Image captioning bridges the gap between vision and language by automatically generating natural language descriptions for images. Traditional image captioning methods often overlook the preferences and characteristics of users. Personalized image captioning solves this problem by incorporating user prior knowledge into the model, such as writing styles and preferred vocabularies. Most existing methods emphasize the user context fusion process by memory networks or transformers. However, these methods ignore the distinct domains of each dataset. Therefore, they need to update the entire caption model parameters when meeting new samples, which is time-consuming and calculation-intensive. To address this challenge, we propose a novel personalized image captioning framework that leverages user context to consider personality factors. Additionally, our framework utilizes the prefix-tuning paradigm to extract knowledge from a frozen large language model, reducing the gap between different language domains. Specifically, we employ CLIP to extract the visual features of an image and align the semantic space using a query-guided mapping network. By incorporating the transformer layer, we merge the visual features with the user's contextual prior knowledge to generate informative prefixes. Moreover, we employ GPT-2 as the frozen large language model. With a small number of parameters to be trained, our model performs efficiently and effectively. Our model outperforms existing baseline models on Instagram and YFCC100M datasets across five evaluation metrics, demonstrating its superiority, including twofold improvements in metrics such as BLEU-4 and CIDEr.

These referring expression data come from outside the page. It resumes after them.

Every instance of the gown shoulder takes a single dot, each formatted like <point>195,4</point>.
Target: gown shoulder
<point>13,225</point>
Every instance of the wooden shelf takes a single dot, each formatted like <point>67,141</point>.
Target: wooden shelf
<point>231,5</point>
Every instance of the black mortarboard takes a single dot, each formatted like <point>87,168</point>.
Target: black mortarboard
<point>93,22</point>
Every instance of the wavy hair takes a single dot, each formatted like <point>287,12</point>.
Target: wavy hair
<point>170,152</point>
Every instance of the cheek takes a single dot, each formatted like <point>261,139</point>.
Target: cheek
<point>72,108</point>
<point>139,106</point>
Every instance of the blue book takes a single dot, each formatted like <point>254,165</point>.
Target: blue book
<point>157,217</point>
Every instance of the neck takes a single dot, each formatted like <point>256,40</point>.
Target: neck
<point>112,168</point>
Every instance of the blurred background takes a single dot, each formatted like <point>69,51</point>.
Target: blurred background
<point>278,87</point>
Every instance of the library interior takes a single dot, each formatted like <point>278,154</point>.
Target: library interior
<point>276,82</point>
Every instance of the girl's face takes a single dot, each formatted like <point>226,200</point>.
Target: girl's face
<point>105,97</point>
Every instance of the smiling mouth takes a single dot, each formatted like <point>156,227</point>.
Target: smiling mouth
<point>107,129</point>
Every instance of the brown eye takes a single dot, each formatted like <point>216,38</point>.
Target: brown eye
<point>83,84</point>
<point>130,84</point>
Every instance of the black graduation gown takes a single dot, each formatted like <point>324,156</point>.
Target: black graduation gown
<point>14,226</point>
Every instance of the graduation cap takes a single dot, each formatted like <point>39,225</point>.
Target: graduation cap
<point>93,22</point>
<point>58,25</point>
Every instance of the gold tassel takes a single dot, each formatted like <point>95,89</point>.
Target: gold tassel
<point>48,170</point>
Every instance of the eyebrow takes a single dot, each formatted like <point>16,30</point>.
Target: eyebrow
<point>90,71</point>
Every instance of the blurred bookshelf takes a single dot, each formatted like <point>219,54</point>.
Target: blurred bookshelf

翻译：图像描述技术通过自动生成图像的自然语言描述，架起了视觉与语言之间的桥梁。传统的图像描述方法往往忽视用户的偏好与特征。个性化图像描述通过将用户先验知识（如写作风格与偏好词汇）融入模型来解决这一问题。现有方法大多通过记忆网络或Transformer强调用户上下文融合过程，但这些方法忽略了各数据集的领域差异性。因此，当遇到新样本时，它们需要更新整个描述模型的参数，导致耗时且计算密集。为应对这一挑战，我们提出了一种新颖的个性化图像描述框架，该框架利用用户上下文来考量个性化因素。此外，我们的框架采用前缀调优范式从冻结的大型语言模型中提取知识，以缩小不同语言领域间的差距。具体而言，我们使用CLIP提取图像视觉特征，并通过查询引导的映射网络对齐语义空间。借助Transformer层，我们将视觉特征与用户上下文先验知识融合以生成信息丰富的前缀。同时，我们采用GPT-2作为冻结的大型语言模型。通过仅训练少量参数，我们的模型实现了高效且卓越的性能。在Instagram和YFCC100M数据集上，我们的模型在五项评估指标中均优于现有基线模型，其优越性在BLEU-4和CIDEr等指标上体现为两倍以上的提升。